Legislators to join public hearing on electric bikes

By Shelley Shan  /  Staff reporter

Lawmakers are to hear from the public tomorrow on how the government should regulate the use of electric bicycles after the Ministry of Transportation and Communications said it would toughen up regulations amid an increase in accidents and breaches involving the vehicles.

To distinguish electric bicycles from lightweight motorcycles, riders of the former will have to display a new certification label that is 25 times larger than the one currently used, with the rule scheduled to take effect on July 1, the ministry said.

The ministry has also proposed an amendment to the Road Traffic Management and Penalty Act (道路交通管理處罰條例) in which electric bicycles are to be classed as a lightweight scooter.

Electric bicycle riders would be required to pass written and driving tests to obtain a license.

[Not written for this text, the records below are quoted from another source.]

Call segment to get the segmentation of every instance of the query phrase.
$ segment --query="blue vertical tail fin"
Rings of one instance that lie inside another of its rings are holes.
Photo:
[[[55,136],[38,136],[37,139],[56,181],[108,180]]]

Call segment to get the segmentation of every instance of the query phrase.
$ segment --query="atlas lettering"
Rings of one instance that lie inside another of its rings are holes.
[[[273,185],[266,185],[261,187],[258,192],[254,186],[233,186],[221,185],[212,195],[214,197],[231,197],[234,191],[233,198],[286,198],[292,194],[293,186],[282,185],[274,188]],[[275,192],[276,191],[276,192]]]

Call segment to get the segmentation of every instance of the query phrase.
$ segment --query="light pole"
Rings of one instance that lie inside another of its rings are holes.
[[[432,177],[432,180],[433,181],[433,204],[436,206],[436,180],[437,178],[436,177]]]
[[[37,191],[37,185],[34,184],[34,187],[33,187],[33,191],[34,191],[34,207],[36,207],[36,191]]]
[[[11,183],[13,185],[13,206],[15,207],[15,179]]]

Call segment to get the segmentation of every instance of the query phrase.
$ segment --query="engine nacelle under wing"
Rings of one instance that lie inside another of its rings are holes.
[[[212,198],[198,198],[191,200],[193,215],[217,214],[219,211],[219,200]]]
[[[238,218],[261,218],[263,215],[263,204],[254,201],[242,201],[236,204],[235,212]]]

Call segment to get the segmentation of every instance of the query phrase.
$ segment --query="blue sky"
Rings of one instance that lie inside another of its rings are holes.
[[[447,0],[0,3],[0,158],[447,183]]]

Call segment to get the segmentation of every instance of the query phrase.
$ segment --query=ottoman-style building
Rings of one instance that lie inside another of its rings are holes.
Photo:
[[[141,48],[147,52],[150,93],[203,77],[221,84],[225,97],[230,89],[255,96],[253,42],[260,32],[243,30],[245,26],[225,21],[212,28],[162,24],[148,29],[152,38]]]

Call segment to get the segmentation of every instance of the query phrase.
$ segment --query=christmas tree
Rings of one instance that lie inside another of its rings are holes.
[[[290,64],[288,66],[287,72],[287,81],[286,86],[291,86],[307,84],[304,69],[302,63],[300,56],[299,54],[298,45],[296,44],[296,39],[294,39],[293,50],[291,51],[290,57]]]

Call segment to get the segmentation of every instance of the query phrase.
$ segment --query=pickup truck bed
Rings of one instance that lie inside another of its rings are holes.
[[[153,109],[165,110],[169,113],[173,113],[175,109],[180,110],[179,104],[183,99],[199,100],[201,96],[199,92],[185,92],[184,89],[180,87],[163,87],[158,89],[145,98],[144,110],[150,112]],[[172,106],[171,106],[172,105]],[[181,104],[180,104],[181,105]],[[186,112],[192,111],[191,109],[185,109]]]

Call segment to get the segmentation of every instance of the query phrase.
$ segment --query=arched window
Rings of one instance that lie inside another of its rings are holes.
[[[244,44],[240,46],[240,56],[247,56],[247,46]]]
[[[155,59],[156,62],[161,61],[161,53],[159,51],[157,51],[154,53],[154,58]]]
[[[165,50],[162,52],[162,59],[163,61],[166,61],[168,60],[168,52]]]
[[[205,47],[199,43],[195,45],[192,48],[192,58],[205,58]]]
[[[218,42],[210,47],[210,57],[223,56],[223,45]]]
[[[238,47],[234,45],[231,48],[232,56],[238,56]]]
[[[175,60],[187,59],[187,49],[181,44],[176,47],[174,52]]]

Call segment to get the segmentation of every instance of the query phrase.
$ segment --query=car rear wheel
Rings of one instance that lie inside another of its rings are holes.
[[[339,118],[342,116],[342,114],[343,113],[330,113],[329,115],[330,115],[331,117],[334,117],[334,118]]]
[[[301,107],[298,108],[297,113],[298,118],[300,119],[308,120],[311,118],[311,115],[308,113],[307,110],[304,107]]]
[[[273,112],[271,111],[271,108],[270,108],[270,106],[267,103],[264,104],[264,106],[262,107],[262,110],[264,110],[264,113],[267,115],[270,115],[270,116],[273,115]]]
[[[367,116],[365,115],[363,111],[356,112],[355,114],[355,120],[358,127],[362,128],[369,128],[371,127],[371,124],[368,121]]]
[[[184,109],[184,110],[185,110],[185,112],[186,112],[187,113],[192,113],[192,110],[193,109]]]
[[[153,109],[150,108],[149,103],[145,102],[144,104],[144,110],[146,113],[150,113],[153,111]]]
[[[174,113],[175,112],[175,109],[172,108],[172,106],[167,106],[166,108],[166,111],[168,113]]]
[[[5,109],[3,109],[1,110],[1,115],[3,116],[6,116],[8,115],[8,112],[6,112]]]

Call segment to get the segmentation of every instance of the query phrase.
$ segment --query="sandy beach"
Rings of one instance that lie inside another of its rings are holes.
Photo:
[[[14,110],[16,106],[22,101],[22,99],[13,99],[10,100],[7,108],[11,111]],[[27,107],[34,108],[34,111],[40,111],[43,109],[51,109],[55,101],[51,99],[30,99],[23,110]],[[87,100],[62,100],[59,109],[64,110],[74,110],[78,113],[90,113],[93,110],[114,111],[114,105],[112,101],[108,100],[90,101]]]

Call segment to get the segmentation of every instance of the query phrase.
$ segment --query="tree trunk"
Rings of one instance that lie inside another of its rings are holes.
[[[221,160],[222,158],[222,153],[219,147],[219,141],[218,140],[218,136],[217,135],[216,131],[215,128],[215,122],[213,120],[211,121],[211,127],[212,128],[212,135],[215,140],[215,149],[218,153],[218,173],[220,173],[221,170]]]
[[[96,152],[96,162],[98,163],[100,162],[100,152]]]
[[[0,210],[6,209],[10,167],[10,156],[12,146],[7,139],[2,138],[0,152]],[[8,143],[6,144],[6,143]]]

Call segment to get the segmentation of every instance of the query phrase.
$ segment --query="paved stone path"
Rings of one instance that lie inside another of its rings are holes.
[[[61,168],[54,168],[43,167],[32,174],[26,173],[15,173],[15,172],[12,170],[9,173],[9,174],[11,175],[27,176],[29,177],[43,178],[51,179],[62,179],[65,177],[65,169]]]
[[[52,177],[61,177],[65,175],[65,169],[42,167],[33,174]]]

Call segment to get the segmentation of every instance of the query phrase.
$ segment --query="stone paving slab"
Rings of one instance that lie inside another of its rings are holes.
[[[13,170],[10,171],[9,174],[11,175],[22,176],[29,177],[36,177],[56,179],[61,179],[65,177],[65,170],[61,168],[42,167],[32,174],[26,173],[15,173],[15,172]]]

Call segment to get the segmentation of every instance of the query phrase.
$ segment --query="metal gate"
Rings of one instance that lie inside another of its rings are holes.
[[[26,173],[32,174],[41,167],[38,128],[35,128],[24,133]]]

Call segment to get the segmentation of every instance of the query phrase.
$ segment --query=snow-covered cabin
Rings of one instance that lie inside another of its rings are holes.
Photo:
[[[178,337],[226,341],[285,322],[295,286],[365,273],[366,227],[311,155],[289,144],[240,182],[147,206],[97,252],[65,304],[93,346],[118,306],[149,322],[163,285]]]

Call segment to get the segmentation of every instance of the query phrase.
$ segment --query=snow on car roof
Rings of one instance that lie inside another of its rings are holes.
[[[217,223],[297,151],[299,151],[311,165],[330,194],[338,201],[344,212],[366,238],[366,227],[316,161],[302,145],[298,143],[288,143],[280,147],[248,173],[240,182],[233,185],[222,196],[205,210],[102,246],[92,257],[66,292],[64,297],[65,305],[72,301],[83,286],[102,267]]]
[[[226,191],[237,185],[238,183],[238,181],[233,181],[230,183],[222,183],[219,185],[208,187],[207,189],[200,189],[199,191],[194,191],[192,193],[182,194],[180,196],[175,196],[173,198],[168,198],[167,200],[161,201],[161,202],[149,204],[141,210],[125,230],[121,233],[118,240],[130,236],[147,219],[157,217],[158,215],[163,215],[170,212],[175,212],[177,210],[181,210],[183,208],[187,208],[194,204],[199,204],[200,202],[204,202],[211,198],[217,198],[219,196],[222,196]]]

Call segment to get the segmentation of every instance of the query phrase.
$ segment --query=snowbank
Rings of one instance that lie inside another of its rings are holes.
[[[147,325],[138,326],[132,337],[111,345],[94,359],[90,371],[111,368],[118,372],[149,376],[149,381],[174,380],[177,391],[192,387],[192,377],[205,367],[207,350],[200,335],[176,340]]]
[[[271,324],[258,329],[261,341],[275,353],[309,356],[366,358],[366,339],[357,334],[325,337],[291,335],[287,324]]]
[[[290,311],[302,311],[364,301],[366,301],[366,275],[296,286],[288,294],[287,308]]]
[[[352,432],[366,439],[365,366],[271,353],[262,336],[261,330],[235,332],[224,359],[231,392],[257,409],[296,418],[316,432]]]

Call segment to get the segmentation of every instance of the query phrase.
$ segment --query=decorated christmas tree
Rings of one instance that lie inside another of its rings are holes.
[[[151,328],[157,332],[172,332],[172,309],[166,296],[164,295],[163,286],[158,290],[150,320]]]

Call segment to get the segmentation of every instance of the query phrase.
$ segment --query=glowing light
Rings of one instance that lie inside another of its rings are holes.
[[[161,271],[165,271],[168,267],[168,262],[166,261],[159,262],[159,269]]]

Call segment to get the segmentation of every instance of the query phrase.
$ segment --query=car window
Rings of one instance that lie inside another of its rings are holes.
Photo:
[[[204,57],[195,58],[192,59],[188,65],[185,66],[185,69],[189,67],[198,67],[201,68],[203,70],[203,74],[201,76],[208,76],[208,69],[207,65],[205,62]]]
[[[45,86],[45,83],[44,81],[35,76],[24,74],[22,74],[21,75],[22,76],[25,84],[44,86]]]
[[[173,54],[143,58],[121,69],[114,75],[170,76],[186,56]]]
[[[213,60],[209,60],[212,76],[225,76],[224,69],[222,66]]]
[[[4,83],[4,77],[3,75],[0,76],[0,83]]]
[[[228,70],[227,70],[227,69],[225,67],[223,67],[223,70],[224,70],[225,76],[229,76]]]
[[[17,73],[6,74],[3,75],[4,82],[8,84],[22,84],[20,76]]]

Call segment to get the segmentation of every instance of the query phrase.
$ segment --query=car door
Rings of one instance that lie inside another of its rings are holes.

They would have to wear a helmet and would not be allowed to ride on sidewalks.

Manufacturers of electric bicycles must guarantee that the vehicles they produce have mechanisms preventing retailers or riders from ratcheting up the maximum speed of the vehicle, which is capped at 25kph.

Department of Railways and Highways Deputy Director-General Wang Mu-han (王穆衡) said that the department wants to hear what the manufacturers of electric bicycles have to say about the proposed rule changes.

“The electric bicycle was an emerging industry and some were concerned that the industry might not be able to develop if regulations were too strict. As such, they were treated as regular bicycles,” Wang said. “However, the industry has grown and public safety issues have arisen as many feared.

“We want to hear appeals from electric bicycle producers, particularly small manufacturers who might be affected by these regulatory measures,” he said.

Wang said that lawmakers in general do not have a problem with the ministry’s proposal requiring electric bicycle riders to carry certification labels on the back of their vehicles.

However, lawmakers might not necessarily agree that electric bicycle riders would need to have a license to operate the vehicles, he said.

Also to be discussed at hearing is a proposed amendment to Article 69 of the act, which was introduced by Chinese Nationalist Party (KMT) Legislator Hsu Shu-hua (許淑華) and 17 other lawmakers.

The proposal seeks to extend the act to include slow-moving vehicles with three wheels or more that are primarily pedal-powered with electricity-powered assistance and have a maximum speed of 25kph and a maximum weight of 40kg.